Differentiated Learning Options

  • Identify struggling students when circulating throughout the classroom. Assign these students the role of "banker." Using the manipulatives will help them understand the mathematical function they are performing.
  • If appropriate, provide struggling students with calculators.

Assess

Use the worksheets and class participation to assess whether the students have met the lesson objectives.

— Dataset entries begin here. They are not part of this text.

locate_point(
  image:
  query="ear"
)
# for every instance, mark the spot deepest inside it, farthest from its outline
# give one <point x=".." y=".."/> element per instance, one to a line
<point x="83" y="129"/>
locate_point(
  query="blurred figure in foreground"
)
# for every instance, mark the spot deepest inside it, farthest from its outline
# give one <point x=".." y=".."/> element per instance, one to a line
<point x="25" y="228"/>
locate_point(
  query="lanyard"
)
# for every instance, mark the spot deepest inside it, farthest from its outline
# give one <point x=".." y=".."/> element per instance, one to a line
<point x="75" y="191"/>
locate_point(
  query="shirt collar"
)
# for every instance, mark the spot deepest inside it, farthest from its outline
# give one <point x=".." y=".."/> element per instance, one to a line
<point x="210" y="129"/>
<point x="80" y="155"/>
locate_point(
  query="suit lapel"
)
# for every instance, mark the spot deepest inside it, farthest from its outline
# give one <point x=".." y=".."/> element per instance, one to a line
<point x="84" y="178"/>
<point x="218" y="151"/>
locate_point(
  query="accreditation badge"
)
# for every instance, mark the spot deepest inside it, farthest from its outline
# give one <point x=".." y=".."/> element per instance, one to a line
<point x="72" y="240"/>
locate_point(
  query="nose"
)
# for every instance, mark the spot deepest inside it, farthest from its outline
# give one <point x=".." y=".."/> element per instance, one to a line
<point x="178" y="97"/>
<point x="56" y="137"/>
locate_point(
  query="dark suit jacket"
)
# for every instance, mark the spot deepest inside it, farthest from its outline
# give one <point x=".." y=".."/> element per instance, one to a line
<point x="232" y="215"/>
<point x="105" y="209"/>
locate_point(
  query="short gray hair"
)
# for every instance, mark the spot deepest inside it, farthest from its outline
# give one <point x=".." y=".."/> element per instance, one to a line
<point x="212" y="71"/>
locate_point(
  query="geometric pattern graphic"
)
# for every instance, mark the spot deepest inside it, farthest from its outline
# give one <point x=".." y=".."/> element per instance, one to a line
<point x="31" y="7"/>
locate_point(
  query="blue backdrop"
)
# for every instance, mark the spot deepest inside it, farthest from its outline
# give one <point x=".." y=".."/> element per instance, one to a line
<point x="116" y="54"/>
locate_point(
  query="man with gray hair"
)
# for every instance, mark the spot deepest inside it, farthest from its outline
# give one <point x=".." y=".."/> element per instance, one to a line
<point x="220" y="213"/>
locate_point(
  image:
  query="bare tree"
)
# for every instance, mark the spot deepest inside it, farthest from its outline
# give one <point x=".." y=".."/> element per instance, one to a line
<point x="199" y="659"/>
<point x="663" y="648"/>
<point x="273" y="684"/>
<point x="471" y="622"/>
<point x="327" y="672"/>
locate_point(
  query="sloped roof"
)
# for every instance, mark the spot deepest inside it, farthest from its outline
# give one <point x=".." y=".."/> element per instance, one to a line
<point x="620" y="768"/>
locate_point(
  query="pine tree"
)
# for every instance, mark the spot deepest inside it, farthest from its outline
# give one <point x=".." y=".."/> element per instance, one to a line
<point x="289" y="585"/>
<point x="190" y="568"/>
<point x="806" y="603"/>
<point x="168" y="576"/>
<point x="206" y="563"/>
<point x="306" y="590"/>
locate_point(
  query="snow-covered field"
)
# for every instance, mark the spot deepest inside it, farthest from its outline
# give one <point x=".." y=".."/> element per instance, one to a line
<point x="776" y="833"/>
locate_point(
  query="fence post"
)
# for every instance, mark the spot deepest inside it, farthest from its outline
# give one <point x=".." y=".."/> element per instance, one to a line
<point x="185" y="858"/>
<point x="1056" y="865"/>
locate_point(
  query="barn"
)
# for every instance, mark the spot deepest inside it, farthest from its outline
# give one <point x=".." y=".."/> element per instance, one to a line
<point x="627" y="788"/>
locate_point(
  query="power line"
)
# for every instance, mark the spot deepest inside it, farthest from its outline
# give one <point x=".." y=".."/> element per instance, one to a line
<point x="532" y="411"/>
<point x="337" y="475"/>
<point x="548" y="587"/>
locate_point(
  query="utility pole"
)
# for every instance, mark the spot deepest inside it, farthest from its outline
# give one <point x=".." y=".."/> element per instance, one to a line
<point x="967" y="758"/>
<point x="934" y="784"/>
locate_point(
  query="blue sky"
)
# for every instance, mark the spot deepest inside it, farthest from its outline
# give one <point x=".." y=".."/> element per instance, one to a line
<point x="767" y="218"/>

Connections to Related Material

Common Core Standards

Discipline: Math Domain: 2.OA Operations and Algebraic Thinking Grade(s): Grade 2 Cluster: Add and subtract within 20 Standards:
  • 2.OA.2. Solve word problems that call for addition of three whole numbers whose sum is less than or equal to 20, eg, by using objects, drawings, and equations with a symbol for the unknown number to represent the problem.

National Standards

Discipline: Mathematics Domain: K-2 Number and Operations Cluster: Compute fluently and make reasonable estimates. Grade(s): Grades K–2 Standards: In K through grade 2 all students should
  • develop and use strategies for whole-number computations, with a focus on addition and subtraction;
  • develop fluency with basic number combinations for addition and subtraction; and
  • use a variety of methods and tools to compute, including objects, mental computation, estimation, paper and pencil, and calculators.
Discipline: Mathematics Domain: All Problem Solving Cluster: Instructional programs from kindergarten through grade 12 should enable all students to Grade(s): Grades K–2 Standards:
  • Build new mathematical knowledge through problem solving
  • Solve problems that arise in mathematics and in other contexts
  • Apply and adapt a variety of appropriate strategies to solve problems
  • Monitor and reflect on the process of mathematical problem solving
Discipline: Mathematics Domain: All Communication Cluster: Instructional programs from kindergarten through grade 12 should enable all students to Grade(s): Grades K–2 Standards:
  • organize and consolidate their mathematical thinking through communication
  • communicate their mathematical thinking coherently and clearly to peers, teachers, and others;
  • analyze and evaluate the mathematical thinking and strategies of others; and
  • use the language of mathematics to express mathematical ideas precisely.